Premium (World), Ribnitz-Damgarten

Das Trauma von Rostock-Lichtenhagen

Historiker bezeichnen die fremdenfeindlichen Angriffe vom 22. bis zum 26. August 1992 in Rostock-Lichtenhagen als die massivsten der deutschen Nachkriegsgeschichte. Mehrere hundert rechtsextreme Randalierer machten Stimmung gegen das Asylbewerberheim in der Mecklenburger Allee, in dem sich auch die Zentrale Aufnahmestelle für Asylbewerber Mecklenburg-Vorpommern (ZAst MV) befand. Anzumerken ist, dass der Plattenbau wegen der bunten Gestaltung einer Fassade als „Sonnenblumenhaus“ bezeichnet wird. Für die Flüchtlinge wurde dieses markante und freundliche Wahrzeichen des Stadtteils zu einem Ort unheilvoller Geschehnisse: So waren sie gezwungen, monatelang in beengten Wohnverhälnissen zu leben, als Neuankömmlinge vor der ZAst zu kampieren - und das alles ohne hinreichende Lebensmittel- und Sanitärversorgung. Das bot jede Menge Konfliktstoff. Nicht nur in dieser Situation reagierten die politisch Verantwortlichen und die Behörden ratlos, überfordert und zum Teil sogar gleichgültig.
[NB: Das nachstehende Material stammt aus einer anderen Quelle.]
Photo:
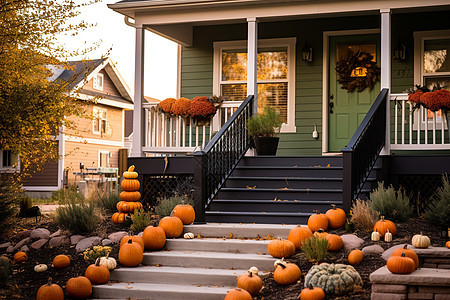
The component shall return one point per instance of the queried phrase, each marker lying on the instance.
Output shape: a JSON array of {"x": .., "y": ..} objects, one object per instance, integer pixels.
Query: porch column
[
  {"x": 138, "y": 124},
  {"x": 386, "y": 71},
  {"x": 252, "y": 50}
]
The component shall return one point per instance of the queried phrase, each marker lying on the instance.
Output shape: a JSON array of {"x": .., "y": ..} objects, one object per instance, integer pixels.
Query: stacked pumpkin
[{"x": 130, "y": 196}]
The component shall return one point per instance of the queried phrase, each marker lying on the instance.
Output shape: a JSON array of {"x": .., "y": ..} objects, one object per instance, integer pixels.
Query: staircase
[
  {"x": 205, "y": 268},
  {"x": 282, "y": 190}
]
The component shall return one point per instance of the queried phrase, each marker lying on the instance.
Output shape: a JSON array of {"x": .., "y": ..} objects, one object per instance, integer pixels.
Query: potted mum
[{"x": 262, "y": 128}]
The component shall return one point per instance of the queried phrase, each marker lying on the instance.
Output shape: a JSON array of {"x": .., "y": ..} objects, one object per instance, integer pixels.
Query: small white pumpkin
[
  {"x": 108, "y": 262},
  {"x": 375, "y": 236},
  {"x": 421, "y": 241},
  {"x": 188, "y": 235},
  {"x": 388, "y": 236},
  {"x": 254, "y": 270},
  {"x": 40, "y": 268}
]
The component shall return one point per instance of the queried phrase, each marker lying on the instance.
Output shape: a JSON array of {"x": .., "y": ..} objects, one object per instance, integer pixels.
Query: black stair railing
[
  {"x": 363, "y": 149},
  {"x": 214, "y": 164}
]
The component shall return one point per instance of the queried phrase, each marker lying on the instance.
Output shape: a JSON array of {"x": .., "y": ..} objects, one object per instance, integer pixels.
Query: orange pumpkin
[
  {"x": 317, "y": 221},
  {"x": 61, "y": 261},
  {"x": 172, "y": 226},
  {"x": 97, "y": 273},
  {"x": 238, "y": 294},
  {"x": 281, "y": 248},
  {"x": 130, "y": 185},
  {"x": 298, "y": 235},
  {"x": 250, "y": 282},
  {"x": 286, "y": 274},
  {"x": 79, "y": 287},
  {"x": 335, "y": 242},
  {"x": 130, "y": 196},
  {"x": 408, "y": 253},
  {"x": 383, "y": 225},
  {"x": 355, "y": 257},
  {"x": 134, "y": 238},
  {"x": 20, "y": 256},
  {"x": 154, "y": 238},
  {"x": 185, "y": 212},
  {"x": 131, "y": 254},
  {"x": 50, "y": 291},
  {"x": 400, "y": 264},
  {"x": 336, "y": 217}
]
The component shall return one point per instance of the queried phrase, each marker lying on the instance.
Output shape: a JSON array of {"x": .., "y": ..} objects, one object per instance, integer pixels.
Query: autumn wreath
[{"x": 358, "y": 72}]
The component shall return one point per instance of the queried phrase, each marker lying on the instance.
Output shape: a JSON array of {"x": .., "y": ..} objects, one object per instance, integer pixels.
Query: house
[
  {"x": 99, "y": 138},
  {"x": 321, "y": 64}
]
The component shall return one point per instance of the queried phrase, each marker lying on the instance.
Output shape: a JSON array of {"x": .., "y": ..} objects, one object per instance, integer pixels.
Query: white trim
[
  {"x": 262, "y": 43},
  {"x": 326, "y": 77}
]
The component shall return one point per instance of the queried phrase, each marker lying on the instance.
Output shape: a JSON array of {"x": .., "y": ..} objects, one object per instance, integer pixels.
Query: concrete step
[
  {"x": 215, "y": 260},
  {"x": 239, "y": 230},
  {"x": 155, "y": 291},
  {"x": 217, "y": 245}
]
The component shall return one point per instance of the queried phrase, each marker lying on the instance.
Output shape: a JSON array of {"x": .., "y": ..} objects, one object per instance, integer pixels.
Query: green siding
[{"x": 197, "y": 63}]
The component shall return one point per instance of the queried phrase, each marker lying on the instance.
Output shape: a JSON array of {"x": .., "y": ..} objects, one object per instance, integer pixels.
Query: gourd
[
  {"x": 312, "y": 293},
  {"x": 336, "y": 217},
  {"x": 286, "y": 274},
  {"x": 333, "y": 279},
  {"x": 400, "y": 264},
  {"x": 172, "y": 226},
  {"x": 50, "y": 291},
  {"x": 281, "y": 248},
  {"x": 383, "y": 225},
  {"x": 317, "y": 221},
  {"x": 97, "y": 273},
  {"x": 375, "y": 236},
  {"x": 131, "y": 254},
  {"x": 154, "y": 238},
  {"x": 238, "y": 294},
  {"x": 185, "y": 212},
  {"x": 20, "y": 256},
  {"x": 79, "y": 287},
  {"x": 250, "y": 282},
  {"x": 298, "y": 235},
  {"x": 421, "y": 241},
  {"x": 40, "y": 268},
  {"x": 355, "y": 257},
  {"x": 61, "y": 261},
  {"x": 408, "y": 253}
]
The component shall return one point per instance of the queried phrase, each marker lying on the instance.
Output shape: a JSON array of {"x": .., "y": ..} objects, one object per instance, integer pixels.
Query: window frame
[{"x": 289, "y": 43}]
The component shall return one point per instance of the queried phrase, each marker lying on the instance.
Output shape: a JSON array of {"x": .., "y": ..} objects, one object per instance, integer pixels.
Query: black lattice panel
[{"x": 159, "y": 186}]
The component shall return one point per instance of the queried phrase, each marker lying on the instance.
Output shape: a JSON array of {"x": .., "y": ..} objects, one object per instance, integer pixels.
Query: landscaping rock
[
  {"x": 40, "y": 233},
  {"x": 117, "y": 236},
  {"x": 351, "y": 241},
  {"x": 21, "y": 243},
  {"x": 87, "y": 243},
  {"x": 374, "y": 249},
  {"x": 58, "y": 241},
  {"x": 38, "y": 244}
]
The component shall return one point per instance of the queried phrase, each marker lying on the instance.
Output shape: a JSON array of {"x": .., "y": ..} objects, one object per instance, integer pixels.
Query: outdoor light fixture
[{"x": 307, "y": 53}]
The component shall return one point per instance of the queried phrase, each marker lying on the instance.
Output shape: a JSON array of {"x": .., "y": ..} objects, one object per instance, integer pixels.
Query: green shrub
[
  {"x": 393, "y": 205},
  {"x": 315, "y": 248},
  {"x": 165, "y": 205},
  {"x": 79, "y": 218},
  {"x": 439, "y": 210}
]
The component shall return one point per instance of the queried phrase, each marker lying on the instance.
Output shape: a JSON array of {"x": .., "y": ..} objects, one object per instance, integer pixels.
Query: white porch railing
[
  {"x": 178, "y": 135},
  {"x": 417, "y": 129}
]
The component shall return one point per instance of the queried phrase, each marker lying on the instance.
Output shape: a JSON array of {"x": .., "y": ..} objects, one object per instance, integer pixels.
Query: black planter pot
[{"x": 266, "y": 145}]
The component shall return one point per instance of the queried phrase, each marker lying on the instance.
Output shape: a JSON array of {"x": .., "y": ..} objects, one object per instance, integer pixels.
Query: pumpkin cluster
[{"x": 130, "y": 196}]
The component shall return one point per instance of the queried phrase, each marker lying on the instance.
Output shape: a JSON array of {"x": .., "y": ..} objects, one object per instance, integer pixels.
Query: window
[
  {"x": 98, "y": 82},
  {"x": 275, "y": 75}
]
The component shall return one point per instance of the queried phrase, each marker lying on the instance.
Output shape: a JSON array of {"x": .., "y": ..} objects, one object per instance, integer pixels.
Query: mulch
[{"x": 25, "y": 282}]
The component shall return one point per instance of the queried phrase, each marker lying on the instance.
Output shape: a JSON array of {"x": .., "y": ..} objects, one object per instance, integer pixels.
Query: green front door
[{"x": 347, "y": 109}]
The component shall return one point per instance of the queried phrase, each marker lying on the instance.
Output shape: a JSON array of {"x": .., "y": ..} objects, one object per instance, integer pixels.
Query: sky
[{"x": 111, "y": 31}]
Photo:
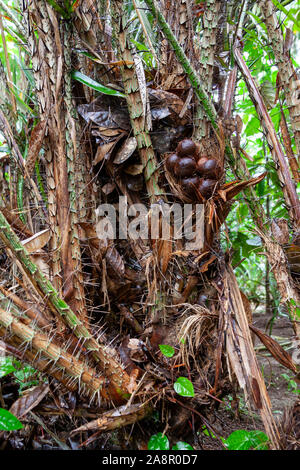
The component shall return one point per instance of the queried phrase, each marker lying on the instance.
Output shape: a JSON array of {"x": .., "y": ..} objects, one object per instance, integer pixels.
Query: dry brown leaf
[
  {"x": 275, "y": 349},
  {"x": 35, "y": 145},
  {"x": 115, "y": 261},
  {"x": 228, "y": 193},
  {"x": 135, "y": 169},
  {"x": 103, "y": 152},
  {"x": 108, "y": 188},
  {"x": 125, "y": 151},
  {"x": 29, "y": 400},
  {"x": 35, "y": 243},
  {"x": 116, "y": 418}
]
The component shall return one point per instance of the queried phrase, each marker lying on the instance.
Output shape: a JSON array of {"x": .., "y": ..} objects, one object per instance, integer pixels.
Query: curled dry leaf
[
  {"x": 116, "y": 418},
  {"x": 135, "y": 169},
  {"x": 29, "y": 400},
  {"x": 103, "y": 152},
  {"x": 37, "y": 241},
  {"x": 125, "y": 151},
  {"x": 108, "y": 188},
  {"x": 227, "y": 192},
  {"x": 275, "y": 349},
  {"x": 115, "y": 261}
]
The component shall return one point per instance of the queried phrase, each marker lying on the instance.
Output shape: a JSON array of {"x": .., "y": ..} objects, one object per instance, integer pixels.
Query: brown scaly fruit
[
  {"x": 186, "y": 147},
  {"x": 209, "y": 168},
  {"x": 171, "y": 162},
  {"x": 190, "y": 184},
  {"x": 186, "y": 166},
  {"x": 207, "y": 187}
]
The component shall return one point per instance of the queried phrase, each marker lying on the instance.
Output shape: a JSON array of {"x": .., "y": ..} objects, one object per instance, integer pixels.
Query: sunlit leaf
[{"x": 85, "y": 80}]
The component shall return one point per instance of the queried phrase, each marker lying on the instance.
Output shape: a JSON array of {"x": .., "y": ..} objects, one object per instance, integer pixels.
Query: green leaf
[
  {"x": 256, "y": 241},
  {"x": 9, "y": 422},
  {"x": 158, "y": 442},
  {"x": 184, "y": 387},
  {"x": 80, "y": 77},
  {"x": 245, "y": 440},
  {"x": 182, "y": 446},
  {"x": 167, "y": 350}
]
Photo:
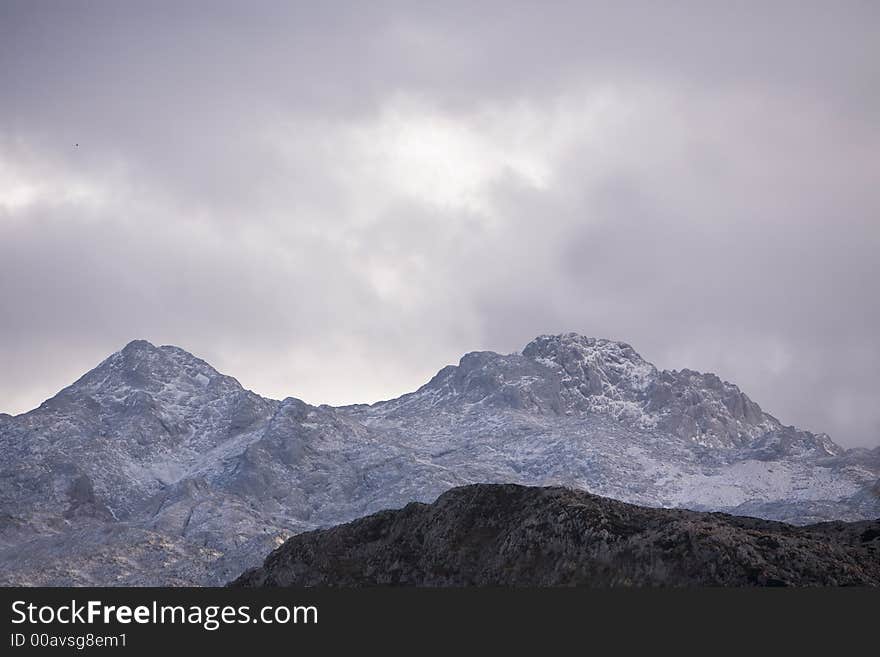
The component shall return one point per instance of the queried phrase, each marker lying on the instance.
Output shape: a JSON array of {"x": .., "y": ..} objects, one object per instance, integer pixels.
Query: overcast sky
[{"x": 334, "y": 202}]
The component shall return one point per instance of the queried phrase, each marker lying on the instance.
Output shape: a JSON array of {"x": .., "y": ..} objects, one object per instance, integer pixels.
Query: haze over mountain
[{"x": 154, "y": 468}]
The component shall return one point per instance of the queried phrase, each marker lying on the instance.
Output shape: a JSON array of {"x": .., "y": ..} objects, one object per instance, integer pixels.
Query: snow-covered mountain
[{"x": 154, "y": 468}]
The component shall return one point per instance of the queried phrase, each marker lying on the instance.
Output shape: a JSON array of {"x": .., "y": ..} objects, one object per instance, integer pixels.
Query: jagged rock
[
  {"x": 155, "y": 450},
  {"x": 507, "y": 535}
]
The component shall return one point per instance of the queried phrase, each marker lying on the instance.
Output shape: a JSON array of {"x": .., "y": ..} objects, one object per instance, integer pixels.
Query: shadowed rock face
[
  {"x": 156, "y": 469},
  {"x": 509, "y": 535}
]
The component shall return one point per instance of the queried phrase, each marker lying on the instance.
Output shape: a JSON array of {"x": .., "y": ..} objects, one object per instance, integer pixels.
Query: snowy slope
[{"x": 153, "y": 468}]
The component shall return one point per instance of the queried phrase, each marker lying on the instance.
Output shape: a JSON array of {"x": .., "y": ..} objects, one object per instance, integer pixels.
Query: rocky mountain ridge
[
  {"x": 507, "y": 535},
  {"x": 153, "y": 468}
]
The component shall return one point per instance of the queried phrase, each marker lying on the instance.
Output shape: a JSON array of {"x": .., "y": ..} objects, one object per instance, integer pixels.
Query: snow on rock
[{"x": 154, "y": 468}]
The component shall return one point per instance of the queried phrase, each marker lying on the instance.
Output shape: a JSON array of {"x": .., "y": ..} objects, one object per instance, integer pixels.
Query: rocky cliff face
[
  {"x": 154, "y": 468},
  {"x": 506, "y": 535}
]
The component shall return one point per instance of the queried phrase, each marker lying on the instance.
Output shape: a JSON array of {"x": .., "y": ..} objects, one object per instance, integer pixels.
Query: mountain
[
  {"x": 154, "y": 468},
  {"x": 509, "y": 535}
]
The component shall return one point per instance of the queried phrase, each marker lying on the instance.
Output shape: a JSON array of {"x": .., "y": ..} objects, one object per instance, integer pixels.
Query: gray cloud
[{"x": 334, "y": 202}]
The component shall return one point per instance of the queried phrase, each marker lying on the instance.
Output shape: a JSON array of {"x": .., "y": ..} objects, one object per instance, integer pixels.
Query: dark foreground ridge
[{"x": 510, "y": 535}]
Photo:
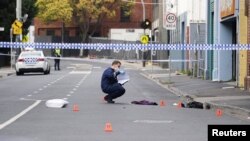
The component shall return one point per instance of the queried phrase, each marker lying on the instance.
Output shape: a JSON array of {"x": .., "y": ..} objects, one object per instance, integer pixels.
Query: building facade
[{"x": 71, "y": 31}]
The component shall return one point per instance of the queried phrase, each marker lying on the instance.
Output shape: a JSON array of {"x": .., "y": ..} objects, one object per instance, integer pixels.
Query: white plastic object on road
[
  {"x": 56, "y": 103},
  {"x": 123, "y": 78}
]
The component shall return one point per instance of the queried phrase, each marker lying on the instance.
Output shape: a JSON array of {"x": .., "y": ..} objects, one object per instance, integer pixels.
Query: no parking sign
[{"x": 170, "y": 21}]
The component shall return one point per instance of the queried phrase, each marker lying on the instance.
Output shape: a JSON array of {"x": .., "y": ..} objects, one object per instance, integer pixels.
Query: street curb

Als Parolen wie „Deutschland den Deutschen“ und „Ausländer raus“ zu hören waren, Steine und Molotowcocktails flogen, flankierten bis zu teilweise 2.000 Schaulustige den Mob - eine große Menge applaudierte. Nach drei Tagen konnten die Asylbewerber der ZAst in Sicherheit gebracht werden. Die rechtsextremen Angriffe, die sich danach gegen ein daneben befindliches Wohnheim mit 115 vietnamesischen Vertragsarbeitern richteten, eskalierten in solchem Maße, dass die Bewohner und ein Fernsehteam des ZDF von Anfang an um ihr Leben fürchten mussten. Unter Rufen wie „Wir kriegen Euch alle, jetzt werdet ihr geröstet“ warfen sie wieder Molotowcocktails und Steine. Nach einer Wikipedia Chronologie der Ereignisse stürmten die Rechtsextremisten mit Baseballschlägern die Eingangstür, zerschlugen in den unteren Etagen die Beleuchtung und die Einrichtung. Die bedrohten Menschen flüchteten über das Dach, um bei den deutschen Nachbarn Schutz zu suchen. Doch nur wenige öffneten die Türen. Im In- und Ausland sorgten die schweren ausländerfeindlichen Übergriffe in Rostock-Lichtenhagen im August 1992 für Aufmerksamkeit und Entsetzen.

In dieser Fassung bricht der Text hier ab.